Although Fe–N–C catalysts have been extensively studied, the way in which to control the surface morphology of this type of catalyst is still a problem to be considered. In this work, a unique organic vapor deposition technology was developed in our lab to synthesize single-atom Fe–N–C catalysts through the modification of small molecular organics at atomic scale. It was found that the catalysts synthesized through different synthesis processes possessed very different morphologies, such as nanorod, nanofiber, and nanogranule, corresponding to different ORR performances. The effects of the pressure and temperature on the morphology and structure of synthesized catalysts are introduced here. This will help to showcase the close relationship between performance and morphology.

2. Materials and Methods

2.1. Preparation of Materials

(a)

An electrodeposition method was used to deposit Cu foils on the surface of a steel sheet. Then, the Cu foils were peeled off from the sheet and put into a tube furnace.

(b)

The monolayer graphene was synthesized on the surface of the Cu foil (noted as G/Cu) through a chemical vapor deposition (CVD) process in a mixture atmosphere of CH₄ (12 sccm) and H₂ (48 sccm) gases at 1000 °C [30].

(c)

FePc powders (the precursor) and G/Cu film were separately placed into another tube furnace with a distance of 300 mm (Figure 1). The synthetic strategy of Fe–N–C single-atom catalysts is described as follows: (i) FePc powder was put into the T1 (450 °C) temperature zone, G/Cu film was put in the T2 temperature zone. To investigate the effect of the temperature and pressure, we controlled the temperature T2 to be 110 °C and 70 °C, respectively. (ii) The pressure in the T2 temperature zones was 10 torr and 500 torr, respectively. Then, keeping the temperatures for 30 min with argon gas flowing through the tube furnace in the direction from FePc powders to G/Cu film, we synthesized the catalysts on the surface of the monolayer graphene and noted as Fe–N–C/G/Cu.

(d)

The copper layers in synthesized catalysts Fe–N–C/G/Cu were removed by floating the films on the surface of 0.1 M FeCl₃ solution for more than 12 h. Then, the reserved film (noted as Fe–N–C) was washed with deionized water 3 times and dried at 60 °C.

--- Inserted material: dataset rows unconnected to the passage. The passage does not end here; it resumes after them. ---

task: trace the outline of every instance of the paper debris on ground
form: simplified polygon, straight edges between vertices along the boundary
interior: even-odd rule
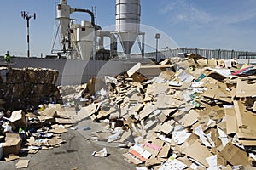
[[[28,167],[29,160],[19,160],[16,163],[16,168],[21,169]]]
[[[91,156],[95,157],[106,157],[108,156],[107,149],[103,148],[100,151],[94,151]]]

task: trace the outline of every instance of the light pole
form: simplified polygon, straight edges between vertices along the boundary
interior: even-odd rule
[[[155,44],[155,60],[157,62],[157,53],[158,53],[158,40],[160,38],[161,35],[160,33],[155,34],[155,40],[156,40],[156,44]]]
[[[21,17],[23,19],[26,19],[26,29],[27,29],[27,36],[26,36],[26,42],[27,42],[27,58],[30,57],[30,53],[29,53],[29,20],[31,18],[33,18],[34,20],[36,20],[36,13],[34,13],[34,15],[31,16],[28,15],[28,13],[26,14],[25,11],[21,11]]]

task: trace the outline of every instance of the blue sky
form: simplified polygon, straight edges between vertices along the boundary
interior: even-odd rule
[[[0,54],[26,54],[26,21],[22,10],[37,14],[30,20],[31,54],[50,54],[55,0],[3,0]],[[115,24],[115,0],[67,0],[73,8],[96,7],[97,24]],[[256,51],[256,0],[141,0],[141,24],[161,31],[178,47]],[[90,15],[73,18],[90,20]],[[154,41],[153,37],[146,41]],[[146,42],[147,43],[147,42]],[[160,39],[160,48],[168,46]]]

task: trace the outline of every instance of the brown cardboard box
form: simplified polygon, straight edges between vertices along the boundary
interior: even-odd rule
[[[13,111],[9,121],[15,128],[27,128],[27,121],[22,110]]]
[[[5,143],[3,144],[3,156],[9,154],[19,155],[21,148],[21,139],[18,133],[6,133]]]

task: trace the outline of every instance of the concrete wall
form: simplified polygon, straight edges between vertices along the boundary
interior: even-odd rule
[[[3,57],[0,61],[4,62]],[[129,70],[136,63],[125,63],[122,61],[100,61],[100,60],[73,60],[41,58],[13,58],[15,63],[13,67],[24,68],[50,68],[59,71],[57,85],[80,84],[88,82],[93,77],[104,76],[116,76]]]

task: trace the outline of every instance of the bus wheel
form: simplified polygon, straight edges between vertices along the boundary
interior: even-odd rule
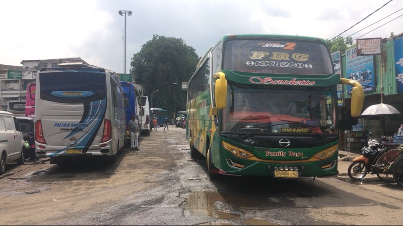
[[[208,173],[209,174],[209,177],[210,178],[210,180],[214,180],[217,179],[218,177],[218,174],[216,173],[212,173],[211,172],[212,170],[216,170],[217,168],[212,163],[211,150],[211,146],[209,147],[209,150],[207,150],[207,157],[206,158],[206,165],[207,165],[207,171],[208,171]]]
[[[2,154],[0,156],[0,175],[6,172],[6,154]]]
[[[192,138],[191,134],[190,134],[190,136],[189,137],[190,138],[190,141],[189,141],[190,148],[190,158],[193,159],[197,159],[199,158],[199,155],[198,155],[198,151],[194,148],[194,146],[193,146],[193,139]]]
[[[23,148],[21,149],[21,155],[20,156],[20,158],[17,160],[17,164],[18,165],[24,165],[24,162],[25,161],[25,149]]]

2.2. Electrochemical Measurements

Electrochemical measurements were performed with a CHI660D electrochemical workstation (Shanghai Chenhua Instrument Co., Ltd., Shanghai, China) in a typical three-electrode system. The catalyst supported on a glassy carbon electrode (GCE) with a diameter of 5 mm was served as the working electrode, whereas ruthenium–titanium mesh and Hg/HgO (1 M KOH) electrode were used as the counter and reference electrodes, respectively. All the potentials given are relative to reversible hydrogen electrode (RHE): E(vs. RHE) = E(vs. Hg/HgO) + 0.098 + 0.059pH. The electrochemical measurements were carried out using a rotating disk electrode (RDE) device in an O₂-saturated 0.1 M KOH solution at 25 ± 1 °C. The linear scan voltammetry (LSV) was conducted at a potential scan rate of 5 mV s⁻¹.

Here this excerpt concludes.